So we all know that meeting people over the internet and then in person can be risky, yes?
We're no longer living in the Single White Female age, but instead the times of Myspace hook-ups with related crimes and other modern horrors of the world wide web.
I myself know of this first hand : around the Columbine times, someone in an AOL music chatroom I frequented explained their plan to blow up a high school somewhere I had never heard of. I contacted the police, and after speaking with the FBI, it turned out to be a bored middle-aged man making up false claims. The internet can be a dangerous place to meet people, and HARD CANDY doesn't want us to forget it.
Hayley (the luminous Ellen Page) is meeting Jeff (the clean-cut, sharp eyed Patrick Wilson). Hayley and Jeff have been chatting for about three weeks, both being quite eager to meet the other, which they do in a coffee shop. Jeff is impressed by Hayley, and vice versa. Both of them trade off their equal likes and dislikes, discussing music, literature, as well as Jeff's career as a photographer. Soon after, Jeff is driving Hayley to his house so that he can let her listen to a Goldfrapp bootleg, and shoot her with his camera.
What Hayley knows about Jeff however is something she soon wants to expose us to - his lifestyle, home, and art are questionable, disturbing, but still safe to the untrained eye. Hayley is both the prey and the bait - she suspects that Jeff has committed crimes against girls her own age, having full intent of giving Jeff what he deserves. But through the entire process of Hayley getting back at Jeff, he almost never relents with the conviction that he is innocent. Patrick Wilson's performance is convincing and expertly questionable - do we sympathize with him or not? Are there two sides to his life or is he who he is to outsiders? Ellen Page's Hayley is equally amazing, but really gives the film bite, force, and fury where needed - she never, ever lets her guard down, infusing her character with wit and brain power almost no character her age on screen has ever had previously.
But with great conviction does come questions : is Jeff the person Hayley is sure he is? And is Hayley even fit to take on the situation she has pulled herself and Jeff into?
Director David Slade pushes the envelope with believable context making Hard Candy seem authentic and realistic, despite the out of the ordinary complexity of the two leads. The film is as tight and gripping as the subject matter, as well as the presence of Ellen Page. The pieces of this film fit together so extremely well, I can't help but feel satisfied by the intent and execution.

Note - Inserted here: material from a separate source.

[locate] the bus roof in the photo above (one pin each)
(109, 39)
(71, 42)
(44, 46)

However, after I left the film I felt strangely aware that I had seen this movie before. Back in 1994, Roman Polanski's Death and the Maiden hit the screen with a similar complexity in a set place. Sigourney Weaver's character in that film was convinced that the abusive past she suffered was at the hands of her sudden house guest Ben Kingsley.. or was it? A similar situation of torture and trial was presented in that film - which to me is an amazing achievement in emotional acting with force and strenuosity. Is it a coincidence that Ellen Page sort of emulates a young Sigourney Weaver in appearance and performance ? Probably. Despite the fact that both films are quite similar, separate they do not need each other to be successful in their own right. Hard Candy is a film that begs to be seen and pleases, with the devastation and fear for a victim and the predator in a seemingly controlled situation.